The key question most will ask is whether these numbers make sense.  The short answer is that they are in the right range, but that it’s hard to bundle oilsands into a single category.  According to a Jacobs Consultancy report compiled for the Alberta Energy Research Institute, SAGD production which undergoes an intermediate upgrading to synthetic crude will have higher emissions embedded in the end product (RBOB blendstock) of up to 118.9g/MJ (3.82 kg CO2e/l), while mined oilsands shipped as dilbit and refined to gasoline can have embedded emissions as low as 105.4g/MJ (3.4kg CO2e/l).  The key issue that Alberta producers will have, and rightly so, is that many non-oilsands crudes have comparable emissions.  For example, Bonny Light from Nigeria (106.4/MJ) or California thermally extracted heavy oil (113.5g/MJ) are comparable to oilsands crudes. You can see the range of oilsands emissions to other crudes in the Figure below, taken from the Jacobs report.

One key issue with life-cycle assessments which is relevant for oilsands is that you need to follow some of the other outputs of oilsands production and decide how those are to be included in the assessment.  With oilsands, a key component in the emissions assessment is the treatment of cogeneration.  If you assume that cogeneration displaces electricity which would otherwise have been generated by coal and natural gas, the emissions footprint is reduced significantly on a life-cycle basis, as shown in the Figure below, also sourced from the Jacobs report.

Of note, with full credit for cogeneration, all types of oilsands production would fall below the EU’s FQD benchmark.

So, two things to take away – there’s lots more math where this came from, and the story is much more complicated than those simply saying “dirty oil” over and over again would suggest.  Now, off to write that blog on Canada and the FQD.

7 responses to “Math Lesson #2: Life Cycle Assessments and Oilsands: don’t just say dirty oil, know what it means.”

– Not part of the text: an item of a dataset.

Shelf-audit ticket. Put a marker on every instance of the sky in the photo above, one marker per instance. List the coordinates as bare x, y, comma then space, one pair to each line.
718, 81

  1. What should Canada’s position be on the EU and oilsands

    [...] Let’s start with what the FQD implementation directive does.  Lifecycle emissions benchmarks are speculative, since actual emissions will depend on how a specific barrel was produced, refined, stored, and combusted, what fuel sources were used to provide additional energy at each step of the process, and how by-products are used.  The FQD attempts to lower the regulatory burden on refiners by providing default factors for feedstocks used – if you are supplying gasoline derived entirely from conventional oil (you can look here to see where EU oil comes from) then your fuel is treated as having 87.5gCO2e/MJ, or 2.81kg/l. If you use oilsands crude as your refinery feedstock, then your default value is higher – 107 gCO2e/MJ or 3.44 kgCO2e/l.  If you are trying to reduce your kgCO2e/l, you can see where the incentives will lead you – toward fuels labeled conventional and away from fuels labeled oilsands. (You can look here for a math lesson on life cycle analysis.) [...]

  2. Dan Wolfe

    You know I can’t resist checking your math… Turns out the part I thought was wrong is right: 31 liters of gasoline to get a GJ of energy! Hard to believe that we only pay about $4 for the same energy in natural gas. Why is there not more of a push to natural gas in vehicles? I did find a mistake though, your intermediate number of 0.3216 GJ per litre of gasoline is off by a decimal place – it should be 32 MJ or 0.032GJ per litre of gasoline.